The Counselor is also (unintentionally) about the consequences of filmmaking choices that, oh, let’s say, decapitate a film’s chances for singularity, for hypnotism, for depth.
Ridley Scott (Bladerunner, Alien, Thelma & Louise, etc., most recently, Prometheus) directs this uneven cautionary tale with characteristic energy and suspense. Novelist, legend and personal favorite Cormac McCarthy wrote the screenplay. Several McCarthy novels have been adapted into films that complement the books’ graphic poetry—the Coen brothers’ No Country for Old Men being the prime example. But in The Counselor, McCarthy’s meaning gets lost in the motions, vulgarity serves no discernible purpose, and the image is no match for the (mighty fine) monologues.
I first blamed Scott for the lack of compelling visuals to underscore the heft of McCarthy’s dense spoken lyricism. The composition is competent. The camerawork and editing is proficient. But what this film needed is a visual argument with as much muscle as McCarthy’s best lines (let’s not speak of his worst), and we don’t get one. The most hard-working visual sequence is the one pictured above, which briefly shows the larger societal consequences to the games The Counselors’ characters are playing. Ultimately, this lack of supporting visual imagination is the director’s fault, but it also might be McCarthy’s.

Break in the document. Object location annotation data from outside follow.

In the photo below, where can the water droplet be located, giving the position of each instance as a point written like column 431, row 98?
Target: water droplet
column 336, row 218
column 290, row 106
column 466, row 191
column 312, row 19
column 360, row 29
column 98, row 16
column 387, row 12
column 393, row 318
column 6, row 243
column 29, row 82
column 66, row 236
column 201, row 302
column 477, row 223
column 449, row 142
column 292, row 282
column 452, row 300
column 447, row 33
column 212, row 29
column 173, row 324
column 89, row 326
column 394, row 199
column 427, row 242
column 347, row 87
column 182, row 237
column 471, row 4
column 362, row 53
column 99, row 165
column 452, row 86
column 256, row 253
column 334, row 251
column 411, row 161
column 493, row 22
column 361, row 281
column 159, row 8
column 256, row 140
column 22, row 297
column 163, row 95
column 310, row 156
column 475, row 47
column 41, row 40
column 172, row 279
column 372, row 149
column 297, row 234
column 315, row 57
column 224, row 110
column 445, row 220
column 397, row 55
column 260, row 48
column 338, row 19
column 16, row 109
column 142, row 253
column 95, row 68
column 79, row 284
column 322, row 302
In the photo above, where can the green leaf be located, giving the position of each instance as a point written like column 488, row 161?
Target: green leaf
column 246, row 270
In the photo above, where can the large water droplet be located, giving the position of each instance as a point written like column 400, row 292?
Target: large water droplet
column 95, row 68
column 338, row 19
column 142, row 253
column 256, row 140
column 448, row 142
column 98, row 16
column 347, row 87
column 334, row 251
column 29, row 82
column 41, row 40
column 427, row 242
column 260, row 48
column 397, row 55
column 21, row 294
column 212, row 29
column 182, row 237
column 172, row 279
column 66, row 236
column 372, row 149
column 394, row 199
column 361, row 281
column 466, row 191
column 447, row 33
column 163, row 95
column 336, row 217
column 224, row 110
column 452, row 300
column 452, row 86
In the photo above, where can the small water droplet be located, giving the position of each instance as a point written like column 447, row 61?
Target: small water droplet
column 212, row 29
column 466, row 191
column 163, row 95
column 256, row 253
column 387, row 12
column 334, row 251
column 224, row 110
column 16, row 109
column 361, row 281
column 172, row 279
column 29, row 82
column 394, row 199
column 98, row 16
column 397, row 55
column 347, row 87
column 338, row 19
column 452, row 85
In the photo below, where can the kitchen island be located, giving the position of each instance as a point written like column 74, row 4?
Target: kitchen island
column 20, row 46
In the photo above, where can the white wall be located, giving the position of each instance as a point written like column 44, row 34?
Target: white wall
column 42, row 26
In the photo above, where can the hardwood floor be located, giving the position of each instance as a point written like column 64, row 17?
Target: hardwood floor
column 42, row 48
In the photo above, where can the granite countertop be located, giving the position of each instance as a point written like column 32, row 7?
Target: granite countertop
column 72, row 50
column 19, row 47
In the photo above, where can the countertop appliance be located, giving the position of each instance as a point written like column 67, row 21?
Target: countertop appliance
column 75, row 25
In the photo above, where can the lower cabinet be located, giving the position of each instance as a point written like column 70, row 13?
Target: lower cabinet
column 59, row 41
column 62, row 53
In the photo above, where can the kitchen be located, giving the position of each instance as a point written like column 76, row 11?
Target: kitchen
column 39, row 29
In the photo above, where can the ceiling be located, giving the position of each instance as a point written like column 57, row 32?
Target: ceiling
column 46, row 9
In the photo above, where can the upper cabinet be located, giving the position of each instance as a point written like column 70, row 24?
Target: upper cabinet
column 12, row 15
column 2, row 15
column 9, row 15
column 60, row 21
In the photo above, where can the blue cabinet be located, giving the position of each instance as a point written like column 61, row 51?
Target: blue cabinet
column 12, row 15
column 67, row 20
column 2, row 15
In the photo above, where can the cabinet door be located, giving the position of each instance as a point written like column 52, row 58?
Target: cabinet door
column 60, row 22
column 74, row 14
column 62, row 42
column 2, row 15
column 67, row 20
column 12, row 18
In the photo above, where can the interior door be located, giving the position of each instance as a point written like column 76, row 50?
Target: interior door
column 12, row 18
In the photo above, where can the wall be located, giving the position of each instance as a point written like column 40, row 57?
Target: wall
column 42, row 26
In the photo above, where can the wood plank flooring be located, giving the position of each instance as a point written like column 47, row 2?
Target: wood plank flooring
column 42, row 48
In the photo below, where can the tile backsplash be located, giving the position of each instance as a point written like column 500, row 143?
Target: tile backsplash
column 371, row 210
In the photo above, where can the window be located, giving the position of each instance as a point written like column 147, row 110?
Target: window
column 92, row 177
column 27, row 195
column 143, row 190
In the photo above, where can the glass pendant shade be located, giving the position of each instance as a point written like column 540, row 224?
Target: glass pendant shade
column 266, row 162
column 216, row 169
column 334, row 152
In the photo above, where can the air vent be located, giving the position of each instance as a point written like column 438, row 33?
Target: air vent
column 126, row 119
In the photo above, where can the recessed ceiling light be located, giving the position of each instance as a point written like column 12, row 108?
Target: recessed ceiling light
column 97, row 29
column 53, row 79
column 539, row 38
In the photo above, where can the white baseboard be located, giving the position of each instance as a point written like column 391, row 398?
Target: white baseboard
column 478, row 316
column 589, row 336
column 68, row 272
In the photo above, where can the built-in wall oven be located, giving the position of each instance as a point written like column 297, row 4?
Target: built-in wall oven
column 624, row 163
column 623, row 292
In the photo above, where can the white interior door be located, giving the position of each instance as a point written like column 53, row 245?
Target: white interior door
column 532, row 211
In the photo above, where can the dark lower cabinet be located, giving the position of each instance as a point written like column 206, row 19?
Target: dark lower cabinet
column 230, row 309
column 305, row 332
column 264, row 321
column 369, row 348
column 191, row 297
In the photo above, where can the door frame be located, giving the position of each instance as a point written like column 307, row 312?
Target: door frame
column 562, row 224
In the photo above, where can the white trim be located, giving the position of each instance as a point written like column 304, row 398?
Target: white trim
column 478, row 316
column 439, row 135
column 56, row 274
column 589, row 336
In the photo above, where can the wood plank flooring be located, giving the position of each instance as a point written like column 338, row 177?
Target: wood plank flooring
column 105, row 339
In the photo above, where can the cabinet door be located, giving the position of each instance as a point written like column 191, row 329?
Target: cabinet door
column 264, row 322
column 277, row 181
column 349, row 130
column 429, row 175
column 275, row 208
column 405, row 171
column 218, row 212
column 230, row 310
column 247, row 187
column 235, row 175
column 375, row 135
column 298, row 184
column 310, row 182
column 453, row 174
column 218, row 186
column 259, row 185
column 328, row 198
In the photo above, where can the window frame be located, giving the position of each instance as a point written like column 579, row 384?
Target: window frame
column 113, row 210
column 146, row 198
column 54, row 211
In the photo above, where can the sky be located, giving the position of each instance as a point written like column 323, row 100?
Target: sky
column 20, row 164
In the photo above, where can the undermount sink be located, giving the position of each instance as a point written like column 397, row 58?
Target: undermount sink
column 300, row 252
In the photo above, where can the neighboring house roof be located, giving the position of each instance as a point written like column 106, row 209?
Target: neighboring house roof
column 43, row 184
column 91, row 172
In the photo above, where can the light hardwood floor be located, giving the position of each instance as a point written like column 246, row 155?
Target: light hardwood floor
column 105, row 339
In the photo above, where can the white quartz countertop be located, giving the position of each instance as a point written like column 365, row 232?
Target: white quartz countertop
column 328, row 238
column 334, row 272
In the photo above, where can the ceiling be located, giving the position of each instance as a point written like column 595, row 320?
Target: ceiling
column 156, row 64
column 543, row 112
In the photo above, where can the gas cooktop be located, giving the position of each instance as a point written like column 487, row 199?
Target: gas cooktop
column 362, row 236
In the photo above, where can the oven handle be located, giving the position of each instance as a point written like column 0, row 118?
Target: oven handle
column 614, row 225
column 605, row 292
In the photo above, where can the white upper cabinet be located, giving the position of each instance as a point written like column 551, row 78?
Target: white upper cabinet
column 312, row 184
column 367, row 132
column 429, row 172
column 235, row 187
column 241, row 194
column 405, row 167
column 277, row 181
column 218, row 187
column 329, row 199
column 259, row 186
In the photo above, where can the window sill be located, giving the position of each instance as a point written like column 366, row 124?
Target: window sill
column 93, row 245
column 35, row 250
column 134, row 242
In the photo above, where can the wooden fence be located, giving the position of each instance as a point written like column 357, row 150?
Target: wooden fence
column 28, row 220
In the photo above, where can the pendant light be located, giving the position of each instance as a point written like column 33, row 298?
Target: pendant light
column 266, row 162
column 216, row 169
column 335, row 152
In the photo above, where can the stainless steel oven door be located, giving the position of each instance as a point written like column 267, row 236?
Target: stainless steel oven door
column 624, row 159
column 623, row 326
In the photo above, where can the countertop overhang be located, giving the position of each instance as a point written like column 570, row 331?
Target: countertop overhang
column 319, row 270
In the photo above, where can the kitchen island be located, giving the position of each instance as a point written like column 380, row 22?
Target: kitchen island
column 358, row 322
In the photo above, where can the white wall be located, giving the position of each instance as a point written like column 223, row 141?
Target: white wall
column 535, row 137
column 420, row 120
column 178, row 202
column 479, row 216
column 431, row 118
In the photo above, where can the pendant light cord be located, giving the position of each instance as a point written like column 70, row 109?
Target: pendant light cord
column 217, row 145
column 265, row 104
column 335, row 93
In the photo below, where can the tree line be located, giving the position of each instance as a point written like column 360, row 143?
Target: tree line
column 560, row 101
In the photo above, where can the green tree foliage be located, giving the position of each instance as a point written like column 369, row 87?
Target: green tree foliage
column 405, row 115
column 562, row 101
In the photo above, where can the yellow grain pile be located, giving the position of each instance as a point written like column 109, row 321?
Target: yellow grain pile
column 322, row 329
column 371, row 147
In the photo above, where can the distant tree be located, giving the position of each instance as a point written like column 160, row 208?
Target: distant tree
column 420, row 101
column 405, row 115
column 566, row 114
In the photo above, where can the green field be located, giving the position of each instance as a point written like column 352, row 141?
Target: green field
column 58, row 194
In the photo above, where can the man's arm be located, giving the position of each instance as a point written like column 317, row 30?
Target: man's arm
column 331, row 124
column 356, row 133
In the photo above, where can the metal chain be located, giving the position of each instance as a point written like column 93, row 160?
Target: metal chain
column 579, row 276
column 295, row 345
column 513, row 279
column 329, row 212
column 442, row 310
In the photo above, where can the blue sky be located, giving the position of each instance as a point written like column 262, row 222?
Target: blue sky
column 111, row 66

The waiter at my theater was also McCarthy fan and assured me that some of the screenplay was online, and, indeed, I found a few excerpts here. Although the screenplay format does encourage simplicity, I was struck by how little of the imagery I expect from McCarthy was present. Note the first line of McCarthy’s novel All the Pretty Horses: “The candleflame and the image of the candle flame caught in the pierglass twisted and righted when he entered the hall and again when he shut the door.” This is the stuff of screenplay adapters’ dreams—the images are all there, right in the text. Now take the first lines of McCarthy’s screenplay for The Counselor: “The counselor’s condominium bedroom. The curtains are drawn and it is all but dark in the room.” There is something to be said for humble expediency in film writing, but I wish some of the novelist’s description would have ego’d its way into the screenplay. Maybe Scott would’ve followed its lead.
What the film also needed was a true femme fatale. Cameron Diaz seemed out of her element here as the amoral, predatorial Malkina. She simpered when she needed to scorch, and the last lines of the film had no bite in her jaws. The aforementioned waiter suggested replacing Diaz with Charlize Theron. My friend Nathan offered Angelina Jolie. I would’ve like to have seen Kristin Scott Thomas transform the role. The rest of the lead cast (Javier Bardem, Penelope Cruz) handled themselves respectably, with Brad Pitt’s trademark effortlessness notably buoying up the stylized dialogues’ back-and-forth. But the hole left by Diaz—more Cruella than Cathy Ames—gaped painfully.
Which highlights another downfall of the film: While diamonds and death and choices and consequences all get the Shakespearian treatment, the sex is spectacularly silly. The film starts with a talky bedroom scene that has none of the weighty elegance of some of The Counselors‘ other conversational encounters. It could’ve been a window into why The Counselor and Laura are so in love, but it’s not. We’re left to fill in the blanks of this high-stakes relationship on our own, though Cruz infuses as much emotion as she can into her character’s screen time. We’re also subject to an absurd locker room tale told by Reiner, starring Malkina. At the end, The Counselor asks Reiner, “Why are you telling me this?” My question exactly. “I don’t know,” Reiner answers. Neither do I. The porno-strange story serves to shock, not much else, and as unforgettable as the weirdness may be, it doesn’t move the plot or the theme forward at all.
So go see The Counselor for a few truly amazing monologues and a virtuosic verbosity rare in modern movies. But don’t say I didn’t warn you of whiplash. The highs are highs, but the lows are low, my friends.
Would you re-cast any of the characters in The Counselor?